Monday 3 December 2012

The things that depress us - by Shakespeare

Shakespeare is a true “physician” of the soul, which is one of the many reasons why everyone who can read him, should read him, often. I was perusing Hamlet's “To be or not to be” speech today and suddenly realised that depressed Hamlet is giving his (or is it Shakespeare's?) list of things that have made life wearisome, dull and depressing enough to contemplate suicide. My sense is that they are:

  • the physical effort of a weary life spent working to keep one’s head above water in a world subject to the changes of chance and time; 
  • the wrongdoer's oppression and how it affects us; 
  • the proud man's scorn of us; 
  • arrogant people puffed up by their worldly status and power;  
  • the heartache of rejected love; 
  • the difficulty of defending our rights, or getting redress for wrongs (e.g. via the law); 
  • the lack of recognition of “worth” in a patient worthy person - by the unworthy. 
Most of us suffer some of these despairs, at some point in our lives.

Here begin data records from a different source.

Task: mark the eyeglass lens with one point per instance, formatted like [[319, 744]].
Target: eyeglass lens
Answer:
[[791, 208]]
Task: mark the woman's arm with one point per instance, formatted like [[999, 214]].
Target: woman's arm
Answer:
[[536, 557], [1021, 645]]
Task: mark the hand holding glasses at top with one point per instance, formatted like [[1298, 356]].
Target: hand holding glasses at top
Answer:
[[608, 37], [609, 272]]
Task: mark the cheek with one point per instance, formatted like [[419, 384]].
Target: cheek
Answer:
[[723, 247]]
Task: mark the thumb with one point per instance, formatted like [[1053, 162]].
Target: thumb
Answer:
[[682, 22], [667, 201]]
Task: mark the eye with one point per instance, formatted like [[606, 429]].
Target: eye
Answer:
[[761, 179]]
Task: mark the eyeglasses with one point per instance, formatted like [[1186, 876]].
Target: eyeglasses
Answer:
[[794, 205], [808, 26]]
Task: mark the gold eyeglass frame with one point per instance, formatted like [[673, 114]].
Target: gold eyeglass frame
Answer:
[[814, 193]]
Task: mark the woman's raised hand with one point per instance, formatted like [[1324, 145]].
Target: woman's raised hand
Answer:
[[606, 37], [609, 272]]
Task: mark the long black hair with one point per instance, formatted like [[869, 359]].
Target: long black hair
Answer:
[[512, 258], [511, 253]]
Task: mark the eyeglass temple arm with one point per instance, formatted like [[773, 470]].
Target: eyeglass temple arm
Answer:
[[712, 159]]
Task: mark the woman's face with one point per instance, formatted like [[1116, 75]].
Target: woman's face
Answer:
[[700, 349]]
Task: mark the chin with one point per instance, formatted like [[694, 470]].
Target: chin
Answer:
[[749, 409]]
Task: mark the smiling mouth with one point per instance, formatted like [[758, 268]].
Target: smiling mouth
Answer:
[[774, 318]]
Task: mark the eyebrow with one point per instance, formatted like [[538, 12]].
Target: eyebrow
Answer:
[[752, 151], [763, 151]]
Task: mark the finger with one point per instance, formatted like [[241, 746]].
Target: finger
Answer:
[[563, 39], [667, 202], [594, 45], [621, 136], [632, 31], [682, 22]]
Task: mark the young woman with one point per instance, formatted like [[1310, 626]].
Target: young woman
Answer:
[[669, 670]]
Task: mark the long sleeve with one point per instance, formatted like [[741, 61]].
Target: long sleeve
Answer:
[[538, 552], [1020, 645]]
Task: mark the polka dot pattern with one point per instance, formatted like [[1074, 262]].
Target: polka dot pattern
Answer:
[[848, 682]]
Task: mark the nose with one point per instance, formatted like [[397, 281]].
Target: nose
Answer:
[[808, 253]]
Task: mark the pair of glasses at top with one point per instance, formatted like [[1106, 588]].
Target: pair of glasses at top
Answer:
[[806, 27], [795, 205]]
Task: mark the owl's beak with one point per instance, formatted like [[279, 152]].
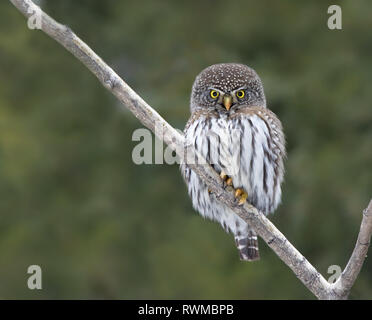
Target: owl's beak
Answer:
[[227, 102]]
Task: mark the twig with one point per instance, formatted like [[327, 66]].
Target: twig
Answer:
[[304, 271]]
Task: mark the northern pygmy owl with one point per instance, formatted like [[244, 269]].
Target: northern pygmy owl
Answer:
[[231, 127]]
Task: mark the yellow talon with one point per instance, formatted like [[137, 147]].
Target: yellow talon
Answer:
[[243, 199], [229, 182], [238, 192], [223, 175]]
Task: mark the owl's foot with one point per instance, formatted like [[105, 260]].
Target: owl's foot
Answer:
[[241, 195], [226, 178]]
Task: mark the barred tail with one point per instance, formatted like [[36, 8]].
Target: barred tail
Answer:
[[248, 247]]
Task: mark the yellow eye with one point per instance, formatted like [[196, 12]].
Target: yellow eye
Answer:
[[214, 94], [240, 94]]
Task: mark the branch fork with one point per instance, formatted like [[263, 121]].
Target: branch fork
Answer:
[[302, 268]]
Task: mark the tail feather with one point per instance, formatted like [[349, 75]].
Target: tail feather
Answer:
[[248, 247]]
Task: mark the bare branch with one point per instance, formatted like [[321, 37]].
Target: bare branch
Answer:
[[351, 272], [304, 271]]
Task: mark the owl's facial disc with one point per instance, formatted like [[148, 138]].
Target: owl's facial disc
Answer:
[[227, 101]]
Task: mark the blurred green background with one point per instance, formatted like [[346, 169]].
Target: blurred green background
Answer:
[[72, 200]]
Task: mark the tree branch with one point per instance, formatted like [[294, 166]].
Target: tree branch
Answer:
[[304, 271]]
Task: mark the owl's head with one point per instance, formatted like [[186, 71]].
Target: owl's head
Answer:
[[227, 87]]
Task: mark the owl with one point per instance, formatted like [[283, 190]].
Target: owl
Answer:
[[233, 130]]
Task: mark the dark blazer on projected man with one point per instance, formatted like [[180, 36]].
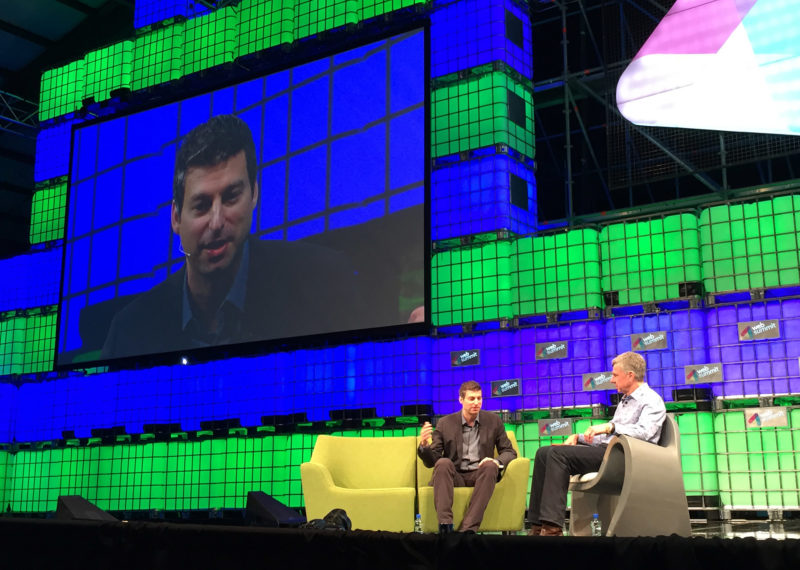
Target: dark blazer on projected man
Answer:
[[448, 442]]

I think this is such a therapeutic list that it is worth adding to, particularly on behalf of those with a long-term, chronic illness (ME) which is little understood from which I, myself, recovered. So here goes:


  • the rejection of friends or even mothers;
  • the withdrawal, distance or disapproval of fathers;
  • the disdain of siblings;
  • the trials of a weak body struggling with an inherited weakness, thrust into the world, willy nilly;
  • the trial of living in a world made by men;
  • the world's assault on one’s soul;
  • the crushing of female spirituality;
  • the devaluation of feminine values;
  • the devaluation of female intellect;
  • the struggle of having to pay a mortgage;
  • the trial of never being able to do traditional things like sewing, home-making due to health, time or work pressures
  • the deception and lies of the World
  • the deception and compromises of the Church
  • never knowing if things are from God or from the devil, when in fact they may be from “both heaven and hell” (Shakespeare’s insight).

On this last point, Shakespeare has some valuable insights into the Devil and his many shapes.  He was deeply interested in the deception of evil and how to recognise it.  


This speech by Hamlet is particularly relevant to this theme. It is about the advantage that the Devil particularly takes of those who are depressed. Hamlet is often rather confused in his theology - but he clearly "believes" in the Devil:

“The spirit that I have seen (Hamlet's father’s ghost)
May be the devil; and the devil hath power
To assume a pleasing shape; yea and perhaps
Out of my weakness and melancholy
As he is very potent with such spirits (i.e. the devil has power over the depressed)
(The devil) Abuses me - to damn me".